Waffen-Verlegung schon angelaufen?
Nach Angaben von Reederei-Mitarbeitern haben die USA bereits damit begonnen, Kriegsgerät in die Golf-Region zu bringen. Die US-Marine soll demnach ein großes Handelsschiff gechartert haben, um Kampfpanzer und Panzerfahrzeuge in Richtung Irak zu verschiffen. Die Ladung soll Ende September am Persischen Golf eintreffen. Es handele sich bereits um den dritten Waffentransport mit US-Handelsschiffen innerhalb eines Monats, hieß es weiter.

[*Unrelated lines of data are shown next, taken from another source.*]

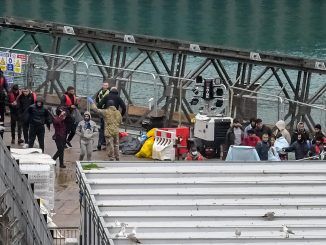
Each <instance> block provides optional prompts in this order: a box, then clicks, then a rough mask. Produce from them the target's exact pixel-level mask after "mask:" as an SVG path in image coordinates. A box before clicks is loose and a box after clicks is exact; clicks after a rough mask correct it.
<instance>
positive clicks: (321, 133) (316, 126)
mask: <svg viewBox="0 0 326 245" xmlns="http://www.w3.org/2000/svg"><path fill="white" fill-rule="evenodd" d="M324 137H325V135H324V134H323V131H322V130H321V125H320V124H316V125H315V127H314V133H313V139H312V143H313V144H315V142H316V139H317V138H324Z"/></svg>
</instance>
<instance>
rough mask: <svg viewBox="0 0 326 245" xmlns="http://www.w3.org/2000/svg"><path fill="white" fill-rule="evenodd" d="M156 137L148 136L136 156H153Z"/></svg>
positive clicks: (136, 154)
mask: <svg viewBox="0 0 326 245" xmlns="http://www.w3.org/2000/svg"><path fill="white" fill-rule="evenodd" d="M153 144H154V137H150V138H148V139H147V140H146V141H145V143H144V144H143V146H142V148H141V149H140V151H139V152H137V154H136V157H139V158H151V157H152V152H153Z"/></svg>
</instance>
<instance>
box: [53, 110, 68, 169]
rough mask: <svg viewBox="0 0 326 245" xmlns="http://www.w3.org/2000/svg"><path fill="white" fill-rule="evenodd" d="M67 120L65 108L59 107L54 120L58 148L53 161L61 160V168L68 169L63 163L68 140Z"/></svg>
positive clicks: (60, 166) (53, 120)
mask: <svg viewBox="0 0 326 245" xmlns="http://www.w3.org/2000/svg"><path fill="white" fill-rule="evenodd" d="M65 119H66V110H65V108H63V107H60V106H58V108H57V109H56V116H55V117H54V118H53V127H54V135H53V137H52V138H53V140H54V141H55V144H56V146H57V152H56V153H55V154H54V155H53V157H52V159H53V160H55V161H56V160H57V158H59V162H60V168H65V167H66V166H65V165H64V162H63V159H64V150H65V145H66V138H67V130H66V124H65Z"/></svg>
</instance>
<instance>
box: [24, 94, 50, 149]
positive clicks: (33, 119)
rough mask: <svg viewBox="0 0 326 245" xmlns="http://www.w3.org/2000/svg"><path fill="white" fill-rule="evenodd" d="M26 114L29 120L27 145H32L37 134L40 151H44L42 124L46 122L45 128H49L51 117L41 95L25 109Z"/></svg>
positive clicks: (43, 138)
mask: <svg viewBox="0 0 326 245" xmlns="http://www.w3.org/2000/svg"><path fill="white" fill-rule="evenodd" d="M27 114H28V120H29V140H28V147H29V148H32V147H33V146H34V142H35V138H36V136H37V139H38V142H39V144H40V148H41V149H42V152H44V135H45V128H44V124H46V126H47V128H48V129H49V130H50V124H51V117H50V113H49V112H48V110H47V109H45V108H44V105H43V99H42V98H41V97H39V98H37V99H36V102H35V104H34V105H31V106H30V107H29V108H28V109H27Z"/></svg>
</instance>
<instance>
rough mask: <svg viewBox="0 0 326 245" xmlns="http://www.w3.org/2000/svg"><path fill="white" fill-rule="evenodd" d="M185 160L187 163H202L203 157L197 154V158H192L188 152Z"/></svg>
mask: <svg viewBox="0 0 326 245" xmlns="http://www.w3.org/2000/svg"><path fill="white" fill-rule="evenodd" d="M185 160H187V161H202V160H204V158H203V156H202V155H201V154H200V153H199V152H198V154H197V156H196V157H194V156H193V155H191V153H190V152H189V153H188V154H187V156H186V158H185Z"/></svg>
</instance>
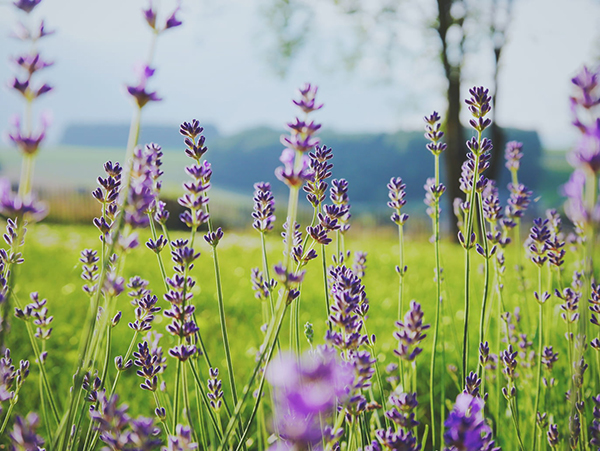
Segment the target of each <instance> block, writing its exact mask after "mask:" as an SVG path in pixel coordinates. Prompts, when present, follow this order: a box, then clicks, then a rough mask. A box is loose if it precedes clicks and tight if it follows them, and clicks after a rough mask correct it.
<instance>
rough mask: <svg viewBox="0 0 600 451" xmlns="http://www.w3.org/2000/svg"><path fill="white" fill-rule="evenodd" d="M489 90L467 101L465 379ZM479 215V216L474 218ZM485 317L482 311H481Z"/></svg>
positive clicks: (465, 161)
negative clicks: (474, 261) (476, 226)
mask: <svg viewBox="0 0 600 451" xmlns="http://www.w3.org/2000/svg"><path fill="white" fill-rule="evenodd" d="M488 92H489V91H488V90H487V89H485V88H483V87H478V88H477V87H475V88H471V89H470V90H469V93H470V94H471V97H470V98H469V99H467V100H465V103H466V104H467V105H468V108H469V111H470V112H471V115H472V116H473V118H472V119H471V120H470V121H469V124H470V125H471V127H473V129H474V130H475V131H476V132H477V137H473V138H471V139H470V140H469V141H467V147H468V149H469V153H468V154H467V160H466V161H465V163H464V164H463V170H462V176H461V180H460V182H461V189H462V190H463V192H465V193H466V194H467V201H466V202H465V203H464V207H463V210H466V217H467V218H466V224H465V228H464V231H460V232H459V234H458V239H459V241H460V243H461V244H462V246H463V248H464V249H465V321H464V329H463V340H462V343H463V345H462V351H463V352H462V376H463V378H464V377H465V376H466V374H467V367H468V362H469V343H468V341H469V309H470V304H471V300H470V273H471V265H470V264H471V261H470V255H471V253H470V251H471V249H472V248H473V247H475V243H476V240H477V239H476V234H475V233H474V231H473V230H474V223H475V221H477V220H478V221H479V224H483V214H482V210H481V209H480V211H479V212H477V213H476V211H475V209H476V201H479V202H480V204H481V192H482V191H483V188H484V187H485V184H486V179H485V178H484V177H482V175H481V174H482V173H483V172H484V171H485V170H486V169H487V168H488V166H489V159H490V154H489V152H490V151H491V149H492V142H491V141H490V140H489V139H487V138H483V137H482V134H483V131H484V130H485V129H486V128H487V127H489V126H490V125H491V123H492V121H491V120H490V119H487V118H486V117H485V116H487V114H488V113H489V112H490V111H491V105H490V102H491V100H492V99H491V97H490V96H489V94H488ZM476 214H478V216H477V217H476V216H475V215H476ZM481 239H482V242H483V243H484V246H485V247H484V251H485V253H486V254H487V253H488V252H487V236H486V234H485V233H483V236H482V237H481ZM487 285H488V277H486V282H485V287H484V293H483V302H482V311H485V305H486V301H487V292H488V289H487ZM482 314H483V312H482Z"/></svg>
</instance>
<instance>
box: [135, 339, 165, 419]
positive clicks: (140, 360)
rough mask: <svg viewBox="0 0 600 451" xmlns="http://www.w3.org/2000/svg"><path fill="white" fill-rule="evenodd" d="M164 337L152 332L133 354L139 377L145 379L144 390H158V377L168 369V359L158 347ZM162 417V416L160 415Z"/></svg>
mask: <svg viewBox="0 0 600 451" xmlns="http://www.w3.org/2000/svg"><path fill="white" fill-rule="evenodd" d="M161 337H162V335H160V334H157V333H156V332H154V335H152V334H151V333H150V332H148V334H147V335H146V337H145V338H144V340H143V341H142V342H141V343H138V350H137V351H136V352H134V353H133V358H134V359H135V360H134V361H133V363H134V364H135V366H137V367H138V368H139V369H138V370H137V375H138V376H140V377H141V378H143V379H144V382H142V383H141V384H140V387H141V389H142V390H148V391H152V392H154V391H156V390H157V389H158V375H159V374H161V373H162V372H164V370H165V369H166V367H167V364H166V362H167V359H166V357H164V356H163V352H162V348H161V347H160V346H159V345H158V344H159V340H160V338H161ZM159 416H160V415H159Z"/></svg>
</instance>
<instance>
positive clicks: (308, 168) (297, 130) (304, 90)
mask: <svg viewBox="0 0 600 451" xmlns="http://www.w3.org/2000/svg"><path fill="white" fill-rule="evenodd" d="M317 89H318V88H317V87H316V86H313V85H311V84H309V83H307V84H305V85H304V86H303V87H302V88H300V90H299V93H300V100H294V101H293V102H294V104H295V105H296V106H297V107H298V108H300V110H302V112H303V113H304V114H305V115H306V117H307V119H305V120H301V119H299V118H296V120H295V122H292V123H289V124H288V128H289V130H290V134H289V135H283V136H282V137H281V143H282V144H283V145H284V146H285V149H284V150H283V152H282V153H281V157H280V158H279V160H280V161H281V162H282V163H283V166H280V167H278V168H277V169H276V171H275V175H276V176H277V178H278V179H279V180H281V181H282V182H284V183H285V184H286V185H288V186H289V187H295V188H298V187H300V186H302V185H303V184H304V182H306V181H308V180H311V179H312V177H313V171H312V170H311V168H310V158H309V157H308V155H307V153H308V152H310V151H311V150H312V149H313V148H314V147H315V146H316V145H318V144H319V140H318V139H317V138H316V137H315V134H316V132H317V131H318V130H319V129H320V128H321V125H320V124H316V123H315V122H314V121H310V122H309V121H308V115H309V114H310V113H313V112H314V111H317V110H319V109H321V108H322V107H323V105H322V104H318V103H317V101H316V96H317Z"/></svg>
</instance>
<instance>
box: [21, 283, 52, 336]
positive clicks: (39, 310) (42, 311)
mask: <svg viewBox="0 0 600 451" xmlns="http://www.w3.org/2000/svg"><path fill="white" fill-rule="evenodd" d="M30 298H31V304H27V305H26V306H25V308H23V309H20V308H18V307H15V316H16V317H17V318H20V319H22V320H24V321H32V322H33V324H34V326H36V328H35V334H34V336H35V337H36V338H38V339H40V340H48V339H49V338H50V334H52V328H51V327H50V323H52V320H54V317H53V316H48V307H46V304H47V302H48V301H47V300H46V299H40V296H39V294H38V293H37V291H35V292H33V293H31V294H30Z"/></svg>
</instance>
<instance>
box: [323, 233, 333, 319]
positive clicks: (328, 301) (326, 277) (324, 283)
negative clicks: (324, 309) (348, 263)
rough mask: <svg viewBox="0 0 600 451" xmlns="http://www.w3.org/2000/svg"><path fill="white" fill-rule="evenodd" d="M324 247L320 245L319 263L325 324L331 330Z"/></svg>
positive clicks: (326, 261)
mask: <svg viewBox="0 0 600 451" xmlns="http://www.w3.org/2000/svg"><path fill="white" fill-rule="evenodd" d="M325 252H326V250H325V245H324V244H321V262H322V266H323V287H324V291H325V308H326V309H327V311H326V315H325V318H326V320H325V321H326V322H327V328H328V329H329V330H332V325H331V321H329V314H330V312H331V309H330V307H331V305H330V301H329V287H328V285H327V257H326V255H325Z"/></svg>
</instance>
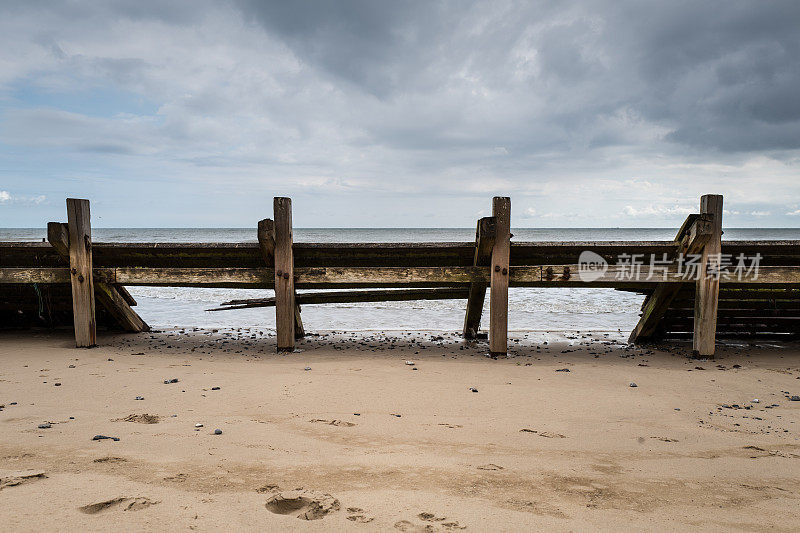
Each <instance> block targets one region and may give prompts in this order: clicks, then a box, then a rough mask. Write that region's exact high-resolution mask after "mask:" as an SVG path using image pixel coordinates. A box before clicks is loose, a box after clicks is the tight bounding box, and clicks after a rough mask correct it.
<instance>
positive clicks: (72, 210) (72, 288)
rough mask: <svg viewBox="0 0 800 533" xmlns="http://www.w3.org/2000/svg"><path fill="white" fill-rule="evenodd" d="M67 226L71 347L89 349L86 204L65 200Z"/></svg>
mask: <svg viewBox="0 0 800 533" xmlns="http://www.w3.org/2000/svg"><path fill="white" fill-rule="evenodd" d="M67 224H68V226H69V268H70V274H71V276H70V277H71V282H72V315H73V321H74V327H75V345H76V346H77V347H78V348H90V347H92V346H95V345H96V344H97V327H96V323H95V307H94V280H93V278H92V225H91V216H90V213H89V200H82V199H77V198H67Z"/></svg>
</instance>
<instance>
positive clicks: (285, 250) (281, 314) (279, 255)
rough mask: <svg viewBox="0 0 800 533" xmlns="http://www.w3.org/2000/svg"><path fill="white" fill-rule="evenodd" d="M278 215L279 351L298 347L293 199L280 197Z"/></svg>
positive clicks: (275, 231)
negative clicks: (296, 311)
mask: <svg viewBox="0 0 800 533" xmlns="http://www.w3.org/2000/svg"><path fill="white" fill-rule="evenodd" d="M273 210H274V217H275V327H276V328H277V337H278V339H277V342H278V345H277V346H278V351H279V352H290V351H292V350H294V340H295V339H294V331H295V330H294V324H295V301H294V257H293V255H292V200H291V199H290V198H278V197H276V198H275V199H274V202H273Z"/></svg>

Clinton: Lösung der Nahostkrise ist dringlicher
Der frühere US-Präsident Bill Clinton hält eine Lösung des Nahostkonfliktes für dringlicher als ein Vorgehen gegen den Irak. "Die (irakische) Frage ist nicht so brennend wie die Notwendigkeit, den Friedensprozess im Nahen Osten wieder in Gang zu bringen und die Gewalt in dieser Region zu stoppen", sagte Clinton dem französischen Wochenmagazin "Le Nouvel Observateur". Das "Problem Irak" müsse angegangen werden, aber das bedeute nicht zwangsläufig eine Invasion.
Irak stellt Bedingungen
Bagdad erklärte sich derweil zu Gesprächen über eine Wiederaufnahme der UN-Rüstungskontrollen bereit, verknüpfte dies aber mit Bedingungen. Nötig sei eine Gesamtlösung unter Einschluss von Verhandlungen über ein Ende der Sanktionen und die Wiederherstellung der irakischen Souveränität im gesamten Staatsgebiet, sagte der stellvertretende Ministerpräsident Tarik Asis nach einem Treffen mit UN-Generalsekretär Kofi Annan in Johannesburg.